- DOS cover art
- Developers: Iguana UK Torus Games (Game Boy)
- Publisher: Acclaim Entertainment
- Platforms: Super NES, Genesis, Game Boy, Sega Saturn, PlayStation, MS-DOS
- Release: February 1996
- Genre: Sports
- Modes: Single player Multiplayer

= College Slam =

1996 video game

College Slam is a college basketball video game published by Acclaim. It was released for the Super NES, Genesis, Game Boy, Sega Saturn, PlayStation, and PC. It includes most major Division I colleges, but some, such as the University of Tennessee, the University of Notre Dame, and Mississippi State University (who had just made a run to the Final Four that year), are not included. The player can play tournaments, a season, or a single game. Many gaming critics accused it of being a thinly veiled repackaging of NBA Jam.

==Gameplay==
Each team starts out by picking any two out of five players to play with during the game. During timeouts, and at half-time, the player has a choice to make substitutions. When a player makes two baskets in a row, the announcer says "He's heating up", and if he makes three baskets in a row without the other team scoring, he says "He's on fire!", which makes it easier to score.

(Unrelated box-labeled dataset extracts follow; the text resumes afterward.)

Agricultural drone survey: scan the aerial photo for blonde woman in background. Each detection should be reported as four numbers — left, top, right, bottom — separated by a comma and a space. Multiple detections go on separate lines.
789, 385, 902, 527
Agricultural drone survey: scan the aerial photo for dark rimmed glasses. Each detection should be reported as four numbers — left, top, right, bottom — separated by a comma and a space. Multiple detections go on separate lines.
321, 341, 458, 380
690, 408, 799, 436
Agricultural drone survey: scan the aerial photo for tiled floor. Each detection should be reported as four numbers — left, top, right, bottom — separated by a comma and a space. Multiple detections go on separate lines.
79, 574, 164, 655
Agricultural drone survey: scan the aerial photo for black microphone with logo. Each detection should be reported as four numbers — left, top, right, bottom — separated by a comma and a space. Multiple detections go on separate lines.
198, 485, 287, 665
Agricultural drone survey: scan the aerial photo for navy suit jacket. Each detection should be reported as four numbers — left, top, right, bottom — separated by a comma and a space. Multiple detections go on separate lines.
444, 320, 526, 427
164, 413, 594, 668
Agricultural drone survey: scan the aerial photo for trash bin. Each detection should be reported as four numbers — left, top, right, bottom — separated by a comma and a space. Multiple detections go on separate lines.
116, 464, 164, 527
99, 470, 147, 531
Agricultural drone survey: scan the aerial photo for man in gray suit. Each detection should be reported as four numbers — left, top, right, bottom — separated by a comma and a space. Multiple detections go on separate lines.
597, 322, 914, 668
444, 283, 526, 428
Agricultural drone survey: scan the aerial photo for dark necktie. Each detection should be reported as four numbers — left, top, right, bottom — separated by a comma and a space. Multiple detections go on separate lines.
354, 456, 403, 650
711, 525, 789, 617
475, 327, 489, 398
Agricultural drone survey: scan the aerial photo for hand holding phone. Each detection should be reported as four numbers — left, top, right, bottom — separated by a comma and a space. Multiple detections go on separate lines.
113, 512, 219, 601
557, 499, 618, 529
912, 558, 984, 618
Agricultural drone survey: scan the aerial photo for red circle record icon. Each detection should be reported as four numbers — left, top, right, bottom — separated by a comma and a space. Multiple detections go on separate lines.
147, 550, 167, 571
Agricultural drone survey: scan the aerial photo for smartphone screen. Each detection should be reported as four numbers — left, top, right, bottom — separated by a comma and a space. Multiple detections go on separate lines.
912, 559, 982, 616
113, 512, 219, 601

In the season mode, the player can pick from 44 teams, and then play a 20-game season against quality competition. In the tournament mode, 16 teams compete for a chance to win the national championship. The player also has the ability to edit teams and players. Like NBA Jam before it, the gameplay is goofy, but yet competitive as players can easily make full-court shots off and on and can score 3 in a row to get a flaming ball. Occasionally the college ball players can get struck by lightning as they dunk.

==Reception==
The two sports reviewers of Electronic Gaming Monthly gave the PlayStation version scores of 6.0 and 5.5 out of 10. Though they acknowledged that some players would find the college license appealing, they remarked that the game differs too little from NBA Jam to stir real interest, with one of them noting that "Some of the players look exactly the same as they did in Jam except for a color palette change." Tommy Glide and Greasy Gus of GamePro concurred that the game retains the fun of NBA Jam, but that the new alley-oops and player substitutions do not significantly enhance the game, leaving College Slam a pointless clone. Reviewing the Genesis version, a Next Generation critic argued that even the college licensing does nothing for the game, since it does not use real players and in some cases gets the teams' uniform colors wrong. He scored it 2 out of 5 stars.

In 1996, Computer Gaming World declared College Slam the 11th-worst computer game ever released.